Mitochondrial isolation
HCT116 cells (5×106) were exposed to 270 µM cordycepin for 24 h. The Mitochondria/Cytosol Fractionation Kit (Beyotime Institute of Biotechnology, Beijing, China) was used to isolate the mitochondrial and cytosolic proteins. Briefly, cells were resuspended in the mitochondria isolation buffer and homogenized with a 2 ml glass homogenizer on ice.

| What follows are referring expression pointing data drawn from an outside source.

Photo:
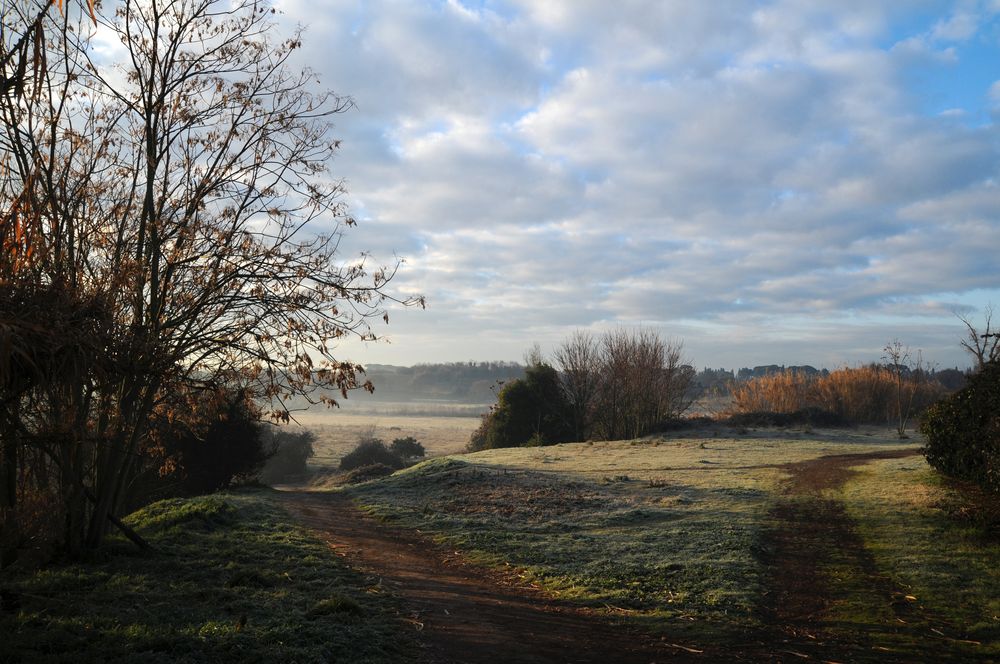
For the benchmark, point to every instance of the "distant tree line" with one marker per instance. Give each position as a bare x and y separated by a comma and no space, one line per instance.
623,384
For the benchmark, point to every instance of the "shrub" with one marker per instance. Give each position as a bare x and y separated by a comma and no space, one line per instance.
369,452
372,472
226,447
407,448
290,453
963,431
863,395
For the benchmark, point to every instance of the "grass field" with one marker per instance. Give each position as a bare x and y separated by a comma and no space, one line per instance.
230,581
670,530
338,432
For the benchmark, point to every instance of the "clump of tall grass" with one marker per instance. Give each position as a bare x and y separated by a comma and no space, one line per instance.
859,395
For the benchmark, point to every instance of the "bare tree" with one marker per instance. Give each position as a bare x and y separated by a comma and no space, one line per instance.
578,360
643,381
983,344
906,379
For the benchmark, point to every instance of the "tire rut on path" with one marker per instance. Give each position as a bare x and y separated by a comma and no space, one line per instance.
464,612
810,536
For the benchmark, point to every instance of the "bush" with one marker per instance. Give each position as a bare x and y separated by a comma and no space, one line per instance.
963,431
530,409
290,453
370,452
864,395
372,472
407,448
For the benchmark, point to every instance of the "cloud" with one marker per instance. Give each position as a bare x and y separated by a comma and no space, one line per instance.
701,167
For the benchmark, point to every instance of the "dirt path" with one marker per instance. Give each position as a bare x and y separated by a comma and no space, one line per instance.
815,558
465,613
468,614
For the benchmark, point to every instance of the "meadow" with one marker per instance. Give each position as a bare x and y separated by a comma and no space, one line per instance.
678,534
338,432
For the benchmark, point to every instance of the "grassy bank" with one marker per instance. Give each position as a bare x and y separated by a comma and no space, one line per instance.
925,534
665,530
230,581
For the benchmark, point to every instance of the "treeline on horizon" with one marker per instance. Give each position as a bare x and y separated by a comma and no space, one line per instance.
475,382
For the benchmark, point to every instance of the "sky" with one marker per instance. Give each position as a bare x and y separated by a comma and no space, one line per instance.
786,181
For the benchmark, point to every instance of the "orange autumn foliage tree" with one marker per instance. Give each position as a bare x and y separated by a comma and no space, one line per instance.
181,215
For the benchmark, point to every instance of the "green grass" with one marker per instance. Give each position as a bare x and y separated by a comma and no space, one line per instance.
910,520
668,529
230,581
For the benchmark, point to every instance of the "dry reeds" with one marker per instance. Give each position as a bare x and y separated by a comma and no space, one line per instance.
861,395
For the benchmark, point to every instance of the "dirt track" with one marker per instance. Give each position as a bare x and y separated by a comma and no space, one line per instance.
467,614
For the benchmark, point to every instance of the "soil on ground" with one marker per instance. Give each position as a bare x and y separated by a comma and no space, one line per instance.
466,613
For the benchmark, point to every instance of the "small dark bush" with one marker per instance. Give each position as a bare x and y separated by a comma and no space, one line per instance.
807,416
963,431
407,448
337,605
290,453
365,473
368,452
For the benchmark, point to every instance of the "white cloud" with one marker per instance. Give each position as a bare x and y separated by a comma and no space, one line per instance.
699,166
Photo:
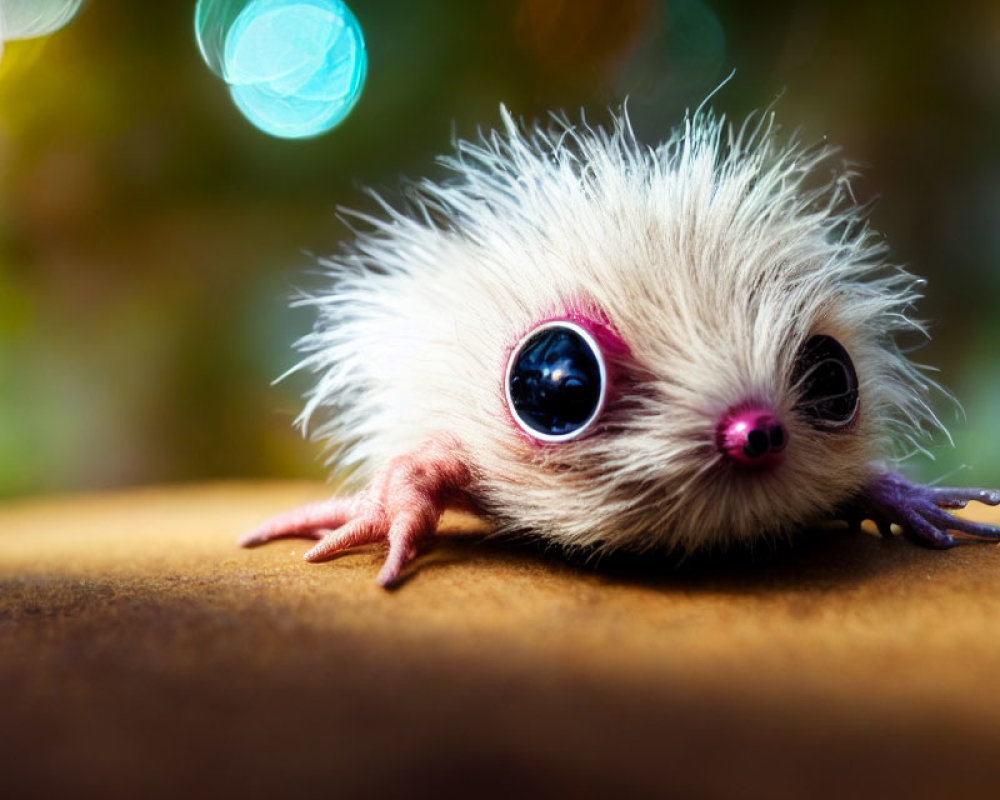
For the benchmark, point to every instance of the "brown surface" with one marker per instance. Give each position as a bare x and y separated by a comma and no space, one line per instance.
142,654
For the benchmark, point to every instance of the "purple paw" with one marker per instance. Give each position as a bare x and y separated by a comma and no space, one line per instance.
891,499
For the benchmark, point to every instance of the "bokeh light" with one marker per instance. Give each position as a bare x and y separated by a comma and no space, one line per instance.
28,19
295,68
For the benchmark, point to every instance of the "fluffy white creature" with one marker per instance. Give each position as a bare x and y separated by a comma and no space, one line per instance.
611,345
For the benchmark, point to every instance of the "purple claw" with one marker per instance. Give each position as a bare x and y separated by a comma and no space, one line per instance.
957,498
890,498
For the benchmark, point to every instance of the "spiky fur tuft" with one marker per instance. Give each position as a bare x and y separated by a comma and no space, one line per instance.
714,256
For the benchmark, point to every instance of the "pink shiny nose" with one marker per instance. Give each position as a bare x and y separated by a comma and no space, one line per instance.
752,437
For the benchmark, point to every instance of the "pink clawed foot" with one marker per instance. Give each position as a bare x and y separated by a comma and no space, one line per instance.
401,507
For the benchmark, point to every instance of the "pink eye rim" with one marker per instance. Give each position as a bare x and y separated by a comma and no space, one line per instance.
578,345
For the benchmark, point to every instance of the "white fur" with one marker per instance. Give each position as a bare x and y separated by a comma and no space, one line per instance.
715,255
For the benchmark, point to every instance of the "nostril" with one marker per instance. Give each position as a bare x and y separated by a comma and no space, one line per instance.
752,437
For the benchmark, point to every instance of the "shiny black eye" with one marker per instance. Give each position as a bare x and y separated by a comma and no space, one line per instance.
826,382
556,381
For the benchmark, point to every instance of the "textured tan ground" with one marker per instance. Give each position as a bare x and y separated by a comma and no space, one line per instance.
142,654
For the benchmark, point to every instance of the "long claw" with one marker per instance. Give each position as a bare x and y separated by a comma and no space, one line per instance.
951,497
924,532
401,506
357,532
949,522
306,521
890,498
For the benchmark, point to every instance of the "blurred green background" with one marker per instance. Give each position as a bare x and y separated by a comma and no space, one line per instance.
150,237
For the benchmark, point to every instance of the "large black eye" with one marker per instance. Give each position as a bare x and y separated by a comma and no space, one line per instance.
556,381
826,382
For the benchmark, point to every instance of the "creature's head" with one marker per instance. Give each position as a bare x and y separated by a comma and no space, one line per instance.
683,345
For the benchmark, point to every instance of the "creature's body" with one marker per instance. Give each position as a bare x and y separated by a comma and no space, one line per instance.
614,346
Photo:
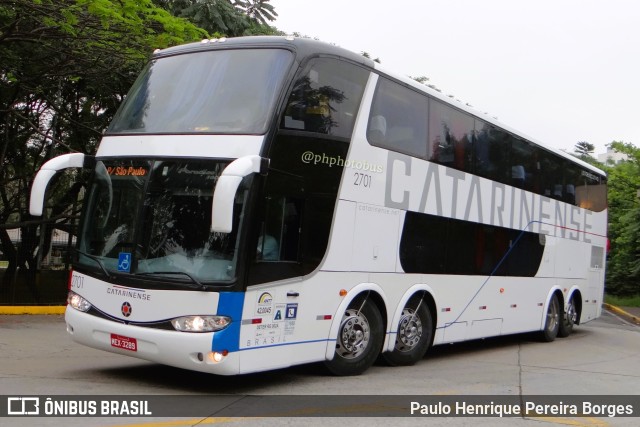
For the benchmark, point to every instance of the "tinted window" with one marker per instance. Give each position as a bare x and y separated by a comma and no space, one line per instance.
226,91
326,98
450,136
398,119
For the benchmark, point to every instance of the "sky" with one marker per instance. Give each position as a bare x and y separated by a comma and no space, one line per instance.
558,71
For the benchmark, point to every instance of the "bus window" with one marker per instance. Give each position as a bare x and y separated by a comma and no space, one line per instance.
450,136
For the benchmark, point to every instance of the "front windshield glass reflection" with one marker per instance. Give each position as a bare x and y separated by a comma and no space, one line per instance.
158,212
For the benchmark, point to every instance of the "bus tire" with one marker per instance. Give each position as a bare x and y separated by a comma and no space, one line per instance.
552,322
359,339
568,319
414,335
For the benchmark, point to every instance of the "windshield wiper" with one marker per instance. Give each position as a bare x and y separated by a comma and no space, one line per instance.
96,259
196,282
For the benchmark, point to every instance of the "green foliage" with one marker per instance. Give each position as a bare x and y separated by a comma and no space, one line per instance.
584,150
623,269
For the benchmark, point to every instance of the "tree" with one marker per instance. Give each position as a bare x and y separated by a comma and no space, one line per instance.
66,65
623,270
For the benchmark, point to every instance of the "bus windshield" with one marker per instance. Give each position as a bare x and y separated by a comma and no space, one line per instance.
221,91
154,217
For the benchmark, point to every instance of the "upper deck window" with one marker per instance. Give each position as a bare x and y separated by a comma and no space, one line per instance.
220,91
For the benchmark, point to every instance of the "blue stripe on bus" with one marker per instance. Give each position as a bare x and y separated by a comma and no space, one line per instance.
230,304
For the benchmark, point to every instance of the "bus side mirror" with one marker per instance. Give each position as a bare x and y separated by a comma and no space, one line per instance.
48,170
227,186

Cell lysates were centrifuged at 1,000 × g for 10 min at 4°C, and the supernatant was centrifuged at 14,000 × g for 15 min at 4°C. The supernatant included the cytosolic fraction, and the pellet contained the mitochondrial fraction.
GFP-Bax translocation assay
GFP-Bax plasmids were stably expressed in Bax−/− HCT116 cells. Cells were exposed to cordycepin (0 or 270 µM) for 12 h and fixed with 4% paraformaldehyde for 30 min at room temperature. The fixed cells were observed using a confocal microscope using an ×60 oil objective. Images were captured using 2.0b Olympus FluoView software (Olympus Corporation, Tokyo, Japan), and distribution pattern of GFP-Bax was examined.
Western blot assay
An immunoblotting assay was performed as described previously (25). Briefly, cells were cultured on 6-well plates to 60% confluency and subsequently treated with cordycepin (0–540 µM) for 24 h. Cells were lysed with SDS sample buffer (62.5 mM Tris-HCl pH 6.8, 2% SDS, 10% glycerol) at 95°C for 10 min. Protein concentrations were determined using a BCA protein assay kit (Thermo Fisher Scientific, Inc.). Protein samples (20 µg) were separated by 10% SDS-PAGE, transferred and incubated with indicated primary antibodies (1:1,000) overnight at 4°C and HRP-conjugated secondary antibodies (1:10,000) at room temperature for 1 h. The β-actin was used as loading control. Protein expressions were visualized with the Immobilon Western Chemiluminescent HRP Substrate kit (Merck KGaA, Minneapolis, MN, USA).
Statistical analysis
All data were analyzed using SPSS software version 20.0 (IBM Corp., Armonk, NY, USA). For data with a Gaussian distribution, parametric statistical analysis was performed using the two-tailed Student's t-test for two groups; one-way analysis of variance was used for multiple comparisons followed by Bonferroni's post hoc analysis for data meeting homogeneity of variance or with Tamhane's T2 analysis for data of heteroscedasticity. For data sets with skewed distribution, non-parametric statistical analysis was performed using the Kruskal-Wallis test followed by the Dunn's test for multiple comparisons. Only in the cases in which the global null hypothesis was rejected was pairwise comparison subsequently performed. For all analyzed variables, a pre-specification approach was performed. P<0.05 was considered to indicate a statistically significant difference.
Results
Cordycepin represses HCT116 cell growth in vitro
To determine the most suitable concentration of cordycepin to treat colon cancer cells, the half-maximal inhibitory concentration (IC50) of cordycepin in HCT116 cells was determined. HCT116 cells were treated with 0–540 µM cordycepin for 24 h and further cultured at 37°C in a 5% CO2 incubator for ~10 days. The viability of the HCT116 cells clearly decreased following cordycepin treatment (Fig. 1B and C); and the results demonstrated that the IC50 of cordycepin was 434 µM for HCT116 cells (Fig. 1B). Soft agar assays were conducted to examine the effects of cordycepin treatment on tumor formation in vitro. At 2 weeks post-treatment, anchorage-independent tumor growth was significantly inhibited in a dose-dependent manner in cells incubated with cordycepin (Fig. 1D). These results demonstrated that cordycepin has significant inhibitory effects on human HCT116 cell viability, proliferation and tumorigenesis in vitro.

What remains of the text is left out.